第8話 クソゲー!

 せっかくスキルを覚えたので、それを使いたい思いが芽生えてくる。

 大きな岩があると良いのだが……歩いてもそれらしき場所は見当たらない。


 森の木々もある意味障害物だと思い、次に出会ったカエルに試してみる。

 春太はカエルのいる方向から右斜め45度に弓を向けた。

『それっぽい動作をして念じればスキルが使えますよ!』フーラの講習を思い出す。

「って、アバウト過ぎるだろ。失敗したらクレーム入れてやる」

 弦を引くと弓が光り出し、視界の隅に『曲射』という文字が浮かび上がる。

 これで良いのだろう。アバウトな説明でも意外にうまくいきそうだ。

 矢を放つ。

 カエルから右斜め45度も離して射出した矢は、漫画みたいに急カーブして命中した。

 18ダメージを受けたカエルはひっくり返り、天に昇っていく。

「おお~面白ぇ!」

 初めてのスキル使用でテンションが上がった。リアル志向ならこんな感覚ではなかっただろう。

 こうしてモンスターを倒していけばレベルアップして強くなり、使えるスキルも増えていくのだろう。
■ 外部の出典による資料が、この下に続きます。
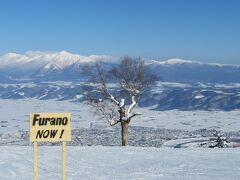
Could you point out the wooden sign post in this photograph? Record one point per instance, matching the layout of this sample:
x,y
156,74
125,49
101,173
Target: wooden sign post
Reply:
x,y
49,127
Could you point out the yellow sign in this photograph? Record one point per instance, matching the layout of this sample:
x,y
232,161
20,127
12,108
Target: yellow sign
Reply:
x,y
45,127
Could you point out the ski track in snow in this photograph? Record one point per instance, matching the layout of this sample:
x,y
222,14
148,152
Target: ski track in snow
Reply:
x,y
120,163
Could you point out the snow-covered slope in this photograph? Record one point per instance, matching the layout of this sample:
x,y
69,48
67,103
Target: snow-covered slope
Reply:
x,y
59,60
186,71
64,65
121,163
45,65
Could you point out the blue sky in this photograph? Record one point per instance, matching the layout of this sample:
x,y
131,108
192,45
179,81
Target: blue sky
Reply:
x,y
202,30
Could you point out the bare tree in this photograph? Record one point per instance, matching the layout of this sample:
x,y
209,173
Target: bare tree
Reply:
x,y
131,78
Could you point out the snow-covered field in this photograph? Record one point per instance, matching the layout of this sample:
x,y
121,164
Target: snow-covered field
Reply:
x,y
14,115
16,163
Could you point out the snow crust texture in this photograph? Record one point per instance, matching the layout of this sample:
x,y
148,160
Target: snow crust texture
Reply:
x,y
121,163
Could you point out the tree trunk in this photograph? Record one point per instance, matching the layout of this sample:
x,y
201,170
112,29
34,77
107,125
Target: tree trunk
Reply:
x,y
124,126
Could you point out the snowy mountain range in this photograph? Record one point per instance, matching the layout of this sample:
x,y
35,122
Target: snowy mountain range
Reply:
x,y
35,65
185,84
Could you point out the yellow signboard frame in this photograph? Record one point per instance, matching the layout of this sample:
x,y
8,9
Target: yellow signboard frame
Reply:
x,y
49,127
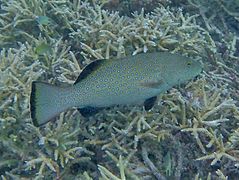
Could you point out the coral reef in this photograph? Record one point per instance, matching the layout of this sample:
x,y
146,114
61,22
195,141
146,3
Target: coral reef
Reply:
x,y
192,132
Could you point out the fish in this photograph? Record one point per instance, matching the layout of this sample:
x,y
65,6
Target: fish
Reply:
x,y
108,82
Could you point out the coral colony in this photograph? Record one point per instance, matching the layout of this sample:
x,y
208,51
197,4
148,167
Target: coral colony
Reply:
x,y
192,132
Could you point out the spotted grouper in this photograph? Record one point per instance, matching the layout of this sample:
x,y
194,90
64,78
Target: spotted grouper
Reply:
x,y
105,83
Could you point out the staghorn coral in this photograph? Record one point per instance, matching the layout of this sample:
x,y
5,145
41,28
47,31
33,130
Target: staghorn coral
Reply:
x,y
189,127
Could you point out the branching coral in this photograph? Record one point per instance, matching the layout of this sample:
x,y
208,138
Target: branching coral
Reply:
x,y
187,128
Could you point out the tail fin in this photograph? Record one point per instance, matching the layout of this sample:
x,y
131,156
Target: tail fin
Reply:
x,y
46,102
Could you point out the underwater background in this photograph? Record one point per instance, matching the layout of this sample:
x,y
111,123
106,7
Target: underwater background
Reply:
x,y
191,133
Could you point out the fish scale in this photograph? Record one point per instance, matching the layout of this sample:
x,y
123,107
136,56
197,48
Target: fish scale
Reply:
x,y
105,83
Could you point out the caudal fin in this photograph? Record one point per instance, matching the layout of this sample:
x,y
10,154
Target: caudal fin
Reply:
x,y
46,102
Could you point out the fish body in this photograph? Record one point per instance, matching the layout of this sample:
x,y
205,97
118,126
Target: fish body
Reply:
x,y
105,83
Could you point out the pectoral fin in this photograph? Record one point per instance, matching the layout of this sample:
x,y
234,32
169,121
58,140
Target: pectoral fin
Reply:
x,y
152,83
88,111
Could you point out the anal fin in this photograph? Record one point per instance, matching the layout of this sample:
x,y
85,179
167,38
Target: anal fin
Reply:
x,y
149,103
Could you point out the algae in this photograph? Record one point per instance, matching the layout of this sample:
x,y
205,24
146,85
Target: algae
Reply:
x,y
191,133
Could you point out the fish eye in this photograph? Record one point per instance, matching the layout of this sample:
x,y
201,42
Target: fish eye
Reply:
x,y
189,63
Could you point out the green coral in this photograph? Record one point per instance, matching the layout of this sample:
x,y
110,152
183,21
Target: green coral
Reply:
x,y
188,127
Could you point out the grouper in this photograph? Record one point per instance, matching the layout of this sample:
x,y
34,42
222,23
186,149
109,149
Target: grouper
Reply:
x,y
104,83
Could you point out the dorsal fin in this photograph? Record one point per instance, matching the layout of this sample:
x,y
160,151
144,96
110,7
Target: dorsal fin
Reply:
x,y
89,69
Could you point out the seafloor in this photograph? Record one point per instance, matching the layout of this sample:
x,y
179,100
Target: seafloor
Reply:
x,y
191,133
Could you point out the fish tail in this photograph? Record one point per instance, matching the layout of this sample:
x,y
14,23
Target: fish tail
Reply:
x,y
46,102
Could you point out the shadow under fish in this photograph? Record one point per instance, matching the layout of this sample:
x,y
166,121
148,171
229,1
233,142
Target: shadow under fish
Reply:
x,y
104,83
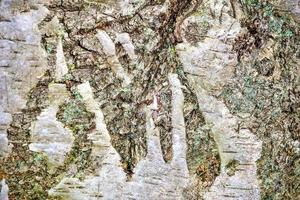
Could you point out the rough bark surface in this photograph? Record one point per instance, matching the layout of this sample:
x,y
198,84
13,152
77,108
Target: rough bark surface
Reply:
x,y
123,99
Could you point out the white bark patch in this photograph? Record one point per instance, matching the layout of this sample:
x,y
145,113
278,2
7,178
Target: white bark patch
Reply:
x,y
48,135
61,65
153,178
126,42
22,61
4,191
211,65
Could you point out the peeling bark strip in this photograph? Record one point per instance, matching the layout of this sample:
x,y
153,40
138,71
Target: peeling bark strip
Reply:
x,y
4,191
152,179
21,61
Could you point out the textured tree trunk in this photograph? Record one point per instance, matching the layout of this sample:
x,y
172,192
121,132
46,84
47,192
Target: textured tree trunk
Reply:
x,y
96,99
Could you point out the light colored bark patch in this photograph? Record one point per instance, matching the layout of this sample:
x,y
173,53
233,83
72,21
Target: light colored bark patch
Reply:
x,y
153,178
48,135
4,190
210,65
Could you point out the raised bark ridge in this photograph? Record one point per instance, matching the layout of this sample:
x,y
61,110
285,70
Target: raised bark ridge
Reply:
x,y
152,179
211,65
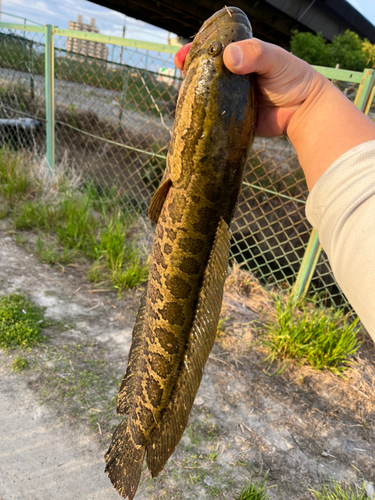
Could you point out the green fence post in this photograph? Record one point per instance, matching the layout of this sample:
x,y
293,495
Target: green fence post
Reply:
x,y
50,96
363,99
31,70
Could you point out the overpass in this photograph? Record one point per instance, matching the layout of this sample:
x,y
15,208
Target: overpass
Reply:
x,y
272,20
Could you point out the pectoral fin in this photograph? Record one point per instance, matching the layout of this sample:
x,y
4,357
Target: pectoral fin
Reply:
x,y
202,336
126,393
158,200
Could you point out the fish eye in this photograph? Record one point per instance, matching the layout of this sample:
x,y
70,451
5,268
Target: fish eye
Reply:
x,y
215,48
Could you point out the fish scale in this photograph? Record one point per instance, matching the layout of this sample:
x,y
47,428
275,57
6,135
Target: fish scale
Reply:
x,y
176,324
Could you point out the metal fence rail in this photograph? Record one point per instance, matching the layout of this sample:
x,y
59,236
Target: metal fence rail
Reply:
x,y
112,118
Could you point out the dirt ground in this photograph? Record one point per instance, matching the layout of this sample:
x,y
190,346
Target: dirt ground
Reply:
x,y
301,427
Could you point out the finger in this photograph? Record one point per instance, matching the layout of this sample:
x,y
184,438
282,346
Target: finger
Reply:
x,y
256,56
180,56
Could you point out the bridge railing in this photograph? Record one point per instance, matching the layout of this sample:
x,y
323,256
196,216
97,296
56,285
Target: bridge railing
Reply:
x,y
107,104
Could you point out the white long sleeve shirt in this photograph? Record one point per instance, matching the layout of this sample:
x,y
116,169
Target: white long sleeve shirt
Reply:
x,y
341,207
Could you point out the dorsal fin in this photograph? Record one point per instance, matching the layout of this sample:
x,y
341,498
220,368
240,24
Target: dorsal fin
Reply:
x,y
202,336
126,392
158,200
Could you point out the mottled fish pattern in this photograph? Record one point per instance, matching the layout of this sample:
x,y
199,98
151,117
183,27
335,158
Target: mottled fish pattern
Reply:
x,y
193,207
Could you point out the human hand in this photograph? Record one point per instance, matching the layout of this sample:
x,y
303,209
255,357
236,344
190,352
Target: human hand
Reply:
x,y
284,82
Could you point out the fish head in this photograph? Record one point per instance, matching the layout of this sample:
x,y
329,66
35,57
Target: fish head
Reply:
x,y
226,26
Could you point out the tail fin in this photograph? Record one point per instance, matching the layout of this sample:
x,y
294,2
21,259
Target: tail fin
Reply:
x,y
124,462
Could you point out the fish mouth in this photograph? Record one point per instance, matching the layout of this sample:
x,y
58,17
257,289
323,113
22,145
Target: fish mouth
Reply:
x,y
234,14
226,16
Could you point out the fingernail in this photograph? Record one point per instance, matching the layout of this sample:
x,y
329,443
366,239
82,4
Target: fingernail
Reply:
x,y
235,54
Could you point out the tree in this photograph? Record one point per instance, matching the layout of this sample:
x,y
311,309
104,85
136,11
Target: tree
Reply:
x,y
311,48
346,51
369,50
349,51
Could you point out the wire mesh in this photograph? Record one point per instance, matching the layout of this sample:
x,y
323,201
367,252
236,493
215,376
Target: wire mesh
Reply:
x,y
114,116
114,111
270,231
22,94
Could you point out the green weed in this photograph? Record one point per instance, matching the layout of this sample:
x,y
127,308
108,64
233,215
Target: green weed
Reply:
x,y
321,337
340,491
73,223
20,322
254,491
220,326
14,181
20,364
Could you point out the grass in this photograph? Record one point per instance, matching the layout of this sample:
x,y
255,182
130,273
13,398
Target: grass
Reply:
x,y
254,491
20,364
73,221
321,337
21,322
77,380
340,491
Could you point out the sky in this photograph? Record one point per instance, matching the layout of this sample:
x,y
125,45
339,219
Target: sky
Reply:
x,y
109,22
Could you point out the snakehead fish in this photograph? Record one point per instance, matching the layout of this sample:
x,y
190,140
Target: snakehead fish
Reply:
x,y
177,320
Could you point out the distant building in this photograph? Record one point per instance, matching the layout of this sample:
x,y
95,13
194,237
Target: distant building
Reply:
x,y
96,50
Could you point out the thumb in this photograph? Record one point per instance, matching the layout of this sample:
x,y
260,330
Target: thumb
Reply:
x,y
255,56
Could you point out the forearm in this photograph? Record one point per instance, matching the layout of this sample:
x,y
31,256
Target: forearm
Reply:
x,y
326,126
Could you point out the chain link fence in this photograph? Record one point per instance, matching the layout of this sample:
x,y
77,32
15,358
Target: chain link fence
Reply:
x,y
113,119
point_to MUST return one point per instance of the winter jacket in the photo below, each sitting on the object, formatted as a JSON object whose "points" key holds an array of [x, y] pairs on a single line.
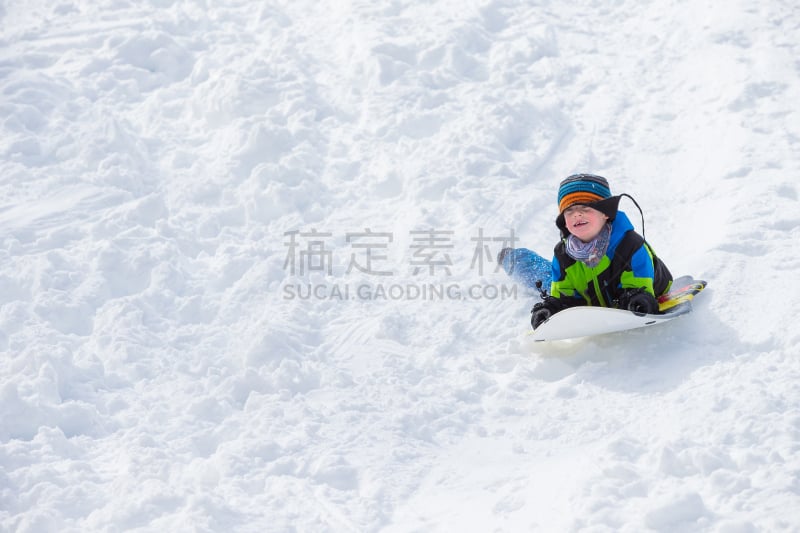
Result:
{"points": [[629, 263]]}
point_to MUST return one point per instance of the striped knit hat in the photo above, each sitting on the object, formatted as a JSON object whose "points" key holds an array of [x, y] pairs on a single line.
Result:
{"points": [[585, 189]]}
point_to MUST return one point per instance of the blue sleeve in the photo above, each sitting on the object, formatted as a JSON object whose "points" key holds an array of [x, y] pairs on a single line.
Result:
{"points": [[527, 267], [642, 264]]}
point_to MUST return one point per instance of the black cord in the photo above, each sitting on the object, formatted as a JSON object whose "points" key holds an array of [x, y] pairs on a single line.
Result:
{"points": [[641, 213]]}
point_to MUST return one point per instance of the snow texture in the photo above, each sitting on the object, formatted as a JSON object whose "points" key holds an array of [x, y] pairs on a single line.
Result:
{"points": [[248, 278]]}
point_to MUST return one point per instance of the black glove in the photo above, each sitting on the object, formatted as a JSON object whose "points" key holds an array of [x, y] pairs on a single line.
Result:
{"points": [[638, 301], [544, 310]]}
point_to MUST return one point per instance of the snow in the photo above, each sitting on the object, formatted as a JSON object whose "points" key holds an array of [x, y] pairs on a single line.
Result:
{"points": [[248, 282]]}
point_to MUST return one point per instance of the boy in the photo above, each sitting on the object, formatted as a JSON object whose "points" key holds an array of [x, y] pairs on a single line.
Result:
{"points": [[600, 259]]}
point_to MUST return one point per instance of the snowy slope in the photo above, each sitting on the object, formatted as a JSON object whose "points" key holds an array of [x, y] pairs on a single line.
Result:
{"points": [[247, 279]]}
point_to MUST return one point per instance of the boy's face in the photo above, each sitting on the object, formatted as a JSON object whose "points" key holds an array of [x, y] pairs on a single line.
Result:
{"points": [[584, 222]]}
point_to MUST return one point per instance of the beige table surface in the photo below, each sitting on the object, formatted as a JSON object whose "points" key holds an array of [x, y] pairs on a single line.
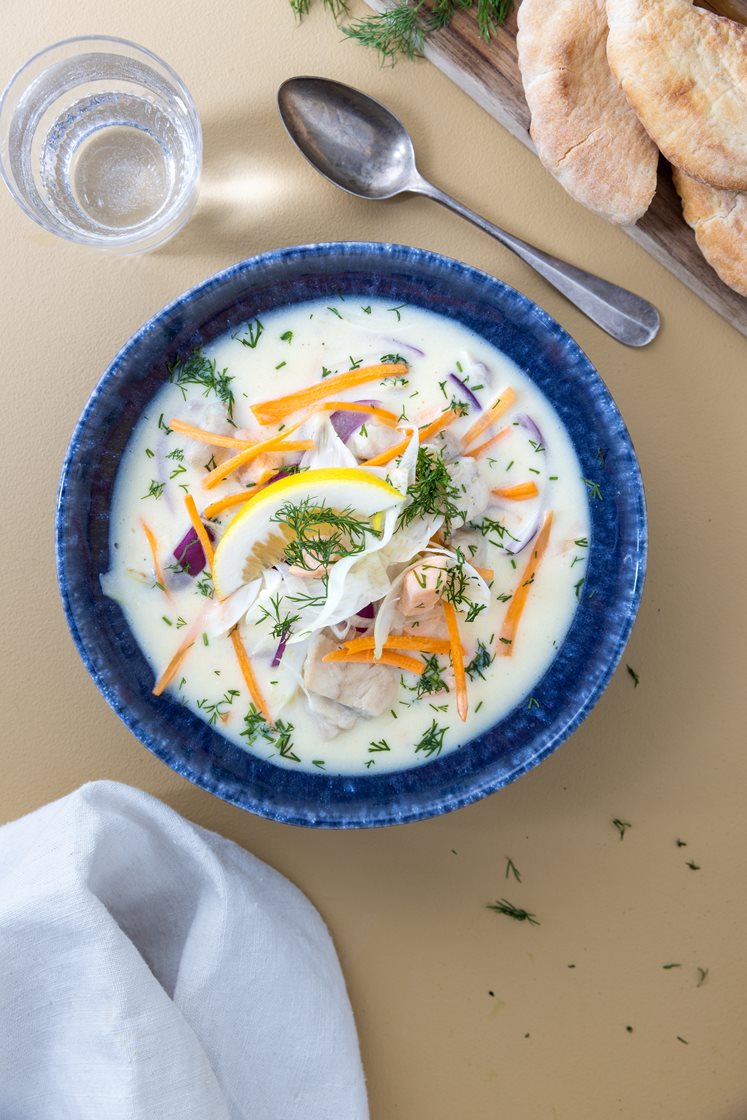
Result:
{"points": [[461, 1013]]}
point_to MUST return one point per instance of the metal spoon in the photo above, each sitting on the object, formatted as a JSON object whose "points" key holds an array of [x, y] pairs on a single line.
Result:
{"points": [[358, 145]]}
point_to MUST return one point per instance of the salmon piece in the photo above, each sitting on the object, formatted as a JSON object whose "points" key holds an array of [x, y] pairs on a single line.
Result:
{"points": [[367, 690], [421, 588]]}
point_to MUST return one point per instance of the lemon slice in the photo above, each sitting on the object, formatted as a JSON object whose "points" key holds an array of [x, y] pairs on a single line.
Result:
{"points": [[254, 541]]}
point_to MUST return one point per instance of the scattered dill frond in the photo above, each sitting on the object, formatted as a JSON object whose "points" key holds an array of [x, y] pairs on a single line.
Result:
{"points": [[622, 827], [155, 490], [431, 679], [255, 726], [199, 370], [512, 869], [503, 906], [217, 709], [482, 660], [253, 332], [432, 740]]}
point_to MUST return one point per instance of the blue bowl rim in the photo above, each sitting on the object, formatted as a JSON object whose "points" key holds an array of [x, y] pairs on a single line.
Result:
{"points": [[553, 737]]}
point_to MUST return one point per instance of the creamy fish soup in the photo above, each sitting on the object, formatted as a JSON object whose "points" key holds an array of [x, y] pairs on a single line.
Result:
{"points": [[348, 535]]}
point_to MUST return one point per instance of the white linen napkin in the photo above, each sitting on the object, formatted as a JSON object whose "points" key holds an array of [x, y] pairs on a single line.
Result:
{"points": [[151, 969]]}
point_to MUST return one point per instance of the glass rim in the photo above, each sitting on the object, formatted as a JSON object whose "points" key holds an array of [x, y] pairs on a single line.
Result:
{"points": [[19, 82]]}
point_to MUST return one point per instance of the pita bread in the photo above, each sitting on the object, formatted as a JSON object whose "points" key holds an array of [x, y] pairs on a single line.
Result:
{"points": [[719, 218], [684, 72], [582, 127]]}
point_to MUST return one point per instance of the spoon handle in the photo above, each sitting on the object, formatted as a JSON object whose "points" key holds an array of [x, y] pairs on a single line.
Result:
{"points": [[621, 313]]}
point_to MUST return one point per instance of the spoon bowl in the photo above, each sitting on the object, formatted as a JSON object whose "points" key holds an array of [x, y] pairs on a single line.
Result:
{"points": [[351, 139], [360, 146]]}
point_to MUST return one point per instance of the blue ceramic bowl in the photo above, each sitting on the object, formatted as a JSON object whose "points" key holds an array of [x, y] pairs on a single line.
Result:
{"points": [[610, 594]]}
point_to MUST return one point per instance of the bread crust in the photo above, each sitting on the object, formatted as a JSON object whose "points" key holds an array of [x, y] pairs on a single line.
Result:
{"points": [[719, 220], [684, 72], [582, 127]]}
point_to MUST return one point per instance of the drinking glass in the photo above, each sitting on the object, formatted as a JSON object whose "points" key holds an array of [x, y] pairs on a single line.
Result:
{"points": [[101, 143]]}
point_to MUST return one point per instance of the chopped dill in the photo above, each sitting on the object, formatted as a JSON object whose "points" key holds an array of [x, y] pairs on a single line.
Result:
{"points": [[503, 906]]}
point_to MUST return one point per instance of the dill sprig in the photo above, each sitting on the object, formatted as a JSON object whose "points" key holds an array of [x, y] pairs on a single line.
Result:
{"points": [[282, 624], [503, 906], [280, 736], [432, 493], [336, 8], [319, 535], [199, 370], [402, 29]]}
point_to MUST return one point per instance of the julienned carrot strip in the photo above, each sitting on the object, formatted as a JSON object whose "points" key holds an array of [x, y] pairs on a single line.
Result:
{"points": [[281, 407], [519, 493], [207, 437], [388, 658], [420, 642], [457, 659], [476, 451], [423, 434], [169, 672], [248, 673], [152, 543], [382, 414], [199, 529], [441, 421], [505, 643], [500, 406], [239, 460], [226, 503]]}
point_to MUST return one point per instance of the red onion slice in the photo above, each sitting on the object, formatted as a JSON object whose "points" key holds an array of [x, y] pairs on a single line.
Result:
{"points": [[530, 426], [467, 391], [345, 422], [189, 554]]}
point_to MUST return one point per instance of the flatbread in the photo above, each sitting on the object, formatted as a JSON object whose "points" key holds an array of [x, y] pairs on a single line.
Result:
{"points": [[719, 218], [684, 72], [582, 127]]}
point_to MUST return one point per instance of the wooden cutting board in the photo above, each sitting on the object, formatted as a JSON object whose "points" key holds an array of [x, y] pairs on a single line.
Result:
{"points": [[488, 72]]}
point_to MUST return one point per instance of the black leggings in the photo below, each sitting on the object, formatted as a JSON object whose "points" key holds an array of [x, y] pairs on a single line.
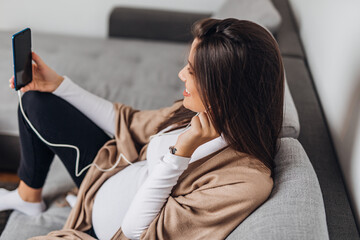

 カエルのいた場所に何かアイテムが落ちた。ドロップアイテムだ。

 春太は足早にアイテムの所に行き、拾ってみる。

 鉤爪の付いた水かきだった。

「これいくらになるんだろうなー」

 そう言いながら腰から革袋を取り出す。

 これはこの世界に来た時から短剣と一緒に付いていたもので、『大食い袋』という。

 見た目を無視して沢山のアイテムを収納できるのだとフーラから教わっていた。

 水かきをひょいと大食い袋に入れる。


 思ったより順調だ。

 初心者用というだけあってモンスターが弱い。

 周辺ではチビッ子達がワイワイ騒ぎながらレベル上げをしているのも見かけ、かなり平和な場所なのだと実感する。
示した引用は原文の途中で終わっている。